Social media is undoubtedly one of the most powerful tools for political communication in the 21st century, with breaking news, governmental proclamations, protest movements and weaponized disinformation all in a constant battle for attention. As such, a handful of privately held companies have become self-appointed gatekeepers for the sorts of political messages the average citizen is most likely to see.
Facebook is often at the center of this storm, with politicians of every stripe accusing the tech giant of putting its oversized thumb on the scale in favor of their opponents’ ideologies. The code and human decision-making behind Facebook’s newsfeeds, however, remain a closely guarded secret.
NPR’s Bobby Allen took a deep dive into the social media platform’s policies and practices surrounding political content, enlisting the help of fellow journalists, former Facebook employees and independent data scientists.

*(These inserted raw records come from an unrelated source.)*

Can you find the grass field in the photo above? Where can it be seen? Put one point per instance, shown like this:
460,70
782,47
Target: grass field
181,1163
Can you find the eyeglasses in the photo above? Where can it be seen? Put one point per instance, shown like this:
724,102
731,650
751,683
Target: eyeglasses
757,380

Among them was Duncan Watts, Stevens University professor with appointments in Penn Engineering’s Department of Computer and Information Science, as well as the Annenberg School for Communication and the Wharton School. Watts studies how the shape of social networks influence the propagation of information, and is one of the few outside researchers who have been granted direct access to some of Facebook’s internal data on political content.

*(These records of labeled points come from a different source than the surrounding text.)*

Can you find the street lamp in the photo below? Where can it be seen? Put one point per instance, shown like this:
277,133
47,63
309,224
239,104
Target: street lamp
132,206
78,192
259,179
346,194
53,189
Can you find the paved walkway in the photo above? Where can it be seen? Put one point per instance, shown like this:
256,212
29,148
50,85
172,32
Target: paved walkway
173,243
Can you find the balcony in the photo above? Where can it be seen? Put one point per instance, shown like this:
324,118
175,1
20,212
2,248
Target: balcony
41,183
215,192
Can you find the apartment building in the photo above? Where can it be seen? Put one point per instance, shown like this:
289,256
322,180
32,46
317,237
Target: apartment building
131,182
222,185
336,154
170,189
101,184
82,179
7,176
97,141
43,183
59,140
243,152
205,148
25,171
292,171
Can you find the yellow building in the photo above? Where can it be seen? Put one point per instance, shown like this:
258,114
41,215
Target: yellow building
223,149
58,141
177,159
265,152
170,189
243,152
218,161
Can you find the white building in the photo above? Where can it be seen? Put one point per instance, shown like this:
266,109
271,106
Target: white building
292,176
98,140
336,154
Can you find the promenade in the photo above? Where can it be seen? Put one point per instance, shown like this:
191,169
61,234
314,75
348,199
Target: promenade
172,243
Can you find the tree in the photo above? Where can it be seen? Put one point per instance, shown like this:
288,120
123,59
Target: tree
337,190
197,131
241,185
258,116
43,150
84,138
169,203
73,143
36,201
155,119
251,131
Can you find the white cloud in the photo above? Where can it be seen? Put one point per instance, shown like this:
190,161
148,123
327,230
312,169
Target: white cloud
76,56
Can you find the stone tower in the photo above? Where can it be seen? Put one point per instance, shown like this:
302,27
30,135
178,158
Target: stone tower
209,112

Facebook has been more forthcoming with some academic researchers looking at how social media affects elections and democracy. In April 2019, it announced a partnership that would give 60 scholars access to more data, including the background and political affiliation of people who are engaging content.

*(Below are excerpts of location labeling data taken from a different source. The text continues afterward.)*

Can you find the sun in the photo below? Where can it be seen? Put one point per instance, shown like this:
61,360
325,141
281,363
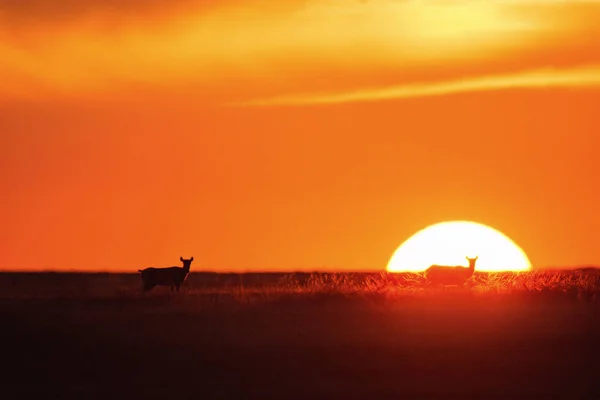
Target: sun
448,243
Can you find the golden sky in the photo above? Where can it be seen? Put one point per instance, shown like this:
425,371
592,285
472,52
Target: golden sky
305,134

One of those researchers is University of Pennsylvania data scientist Duncan Watts.
“Mostly it’s mainstream content,” he said of the most viewed and clicked on posts. “If anything, there is a bias in favor of conservative content.”
While Facebook posts from national television networks and major newspapers get the most clicks, partisan outlets like the Daily Wire and Brietbart routinely show up in top spots, too.
“That should be so marginal that it has no relevance at all,” Watts said of the right-wing content. “The fact that it is showing up at all is troubling.”